There were articles in the press about men asking for books on the top shelves of libraries and dropping items in shops to encourage short skirted assistants to reach up or bend down. So managers and HR departments may have thought that insisting all women staff wore blue overalls removed the need for tricky conversations with individuals who were perceived as pushing workwear boundaries.

It did not take me long to abandon the insurance company and its blue nylon overall to move into the heady, creative world of global advertising agency J Walter Thompson and then to spend three years as a fashion journalist. I would like to think that my memory of dressing distinctively yet appropriately for work, reserving the crocheted frocks, catsuits and eyeliner for leisure time, is a realistic one.

Then as my career progressed, and I became an employer, there were occasional tricky issues around staff dress and appearance. The most difficult one arose from the decision to introduce 'dress down Friday.' It soon became apparent that the art of smart casual is a rare skill, particularly amongst British men. After a few weeks of grubby jeans, tired sweaters, down at heel footwear and so on the experiment came to an end - and nobody objected.

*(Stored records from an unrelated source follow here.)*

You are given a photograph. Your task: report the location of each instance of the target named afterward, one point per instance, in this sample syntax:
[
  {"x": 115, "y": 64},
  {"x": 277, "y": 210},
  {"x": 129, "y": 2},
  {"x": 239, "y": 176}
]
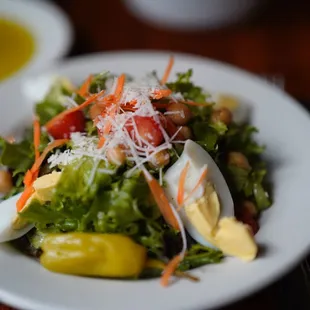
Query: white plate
[
  {"x": 285, "y": 230},
  {"x": 49, "y": 26}
]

I became increasingly involved in promoting and supporting women in construction, including the Purple Boots campaign in 2010 to make properly sized workwear and protective clothing available for women. Dunlop responded by producing safety boots in women's sizes, but it wasn't until January 2016 that Transport for London (TfL) produced its first ever women's safety clothing range, following a successful six-week staff trial. The new range includes high-visibility jackets, trousers, gloves and adjustable eye protection and a tailoring service to ensure female staff have access to better-fitted, safer PPE.  

The TfL initiative is to be applauded of course, but there is a degree of irony in that the introduction of appropriate clothing was seen as a fitting celebration of 100 Years of Women in Transport.  It reminded me of the women fighter pilots in Japan whose reward in passing the rigorous training a few years ago was to be issued with properly fitting aviator kit.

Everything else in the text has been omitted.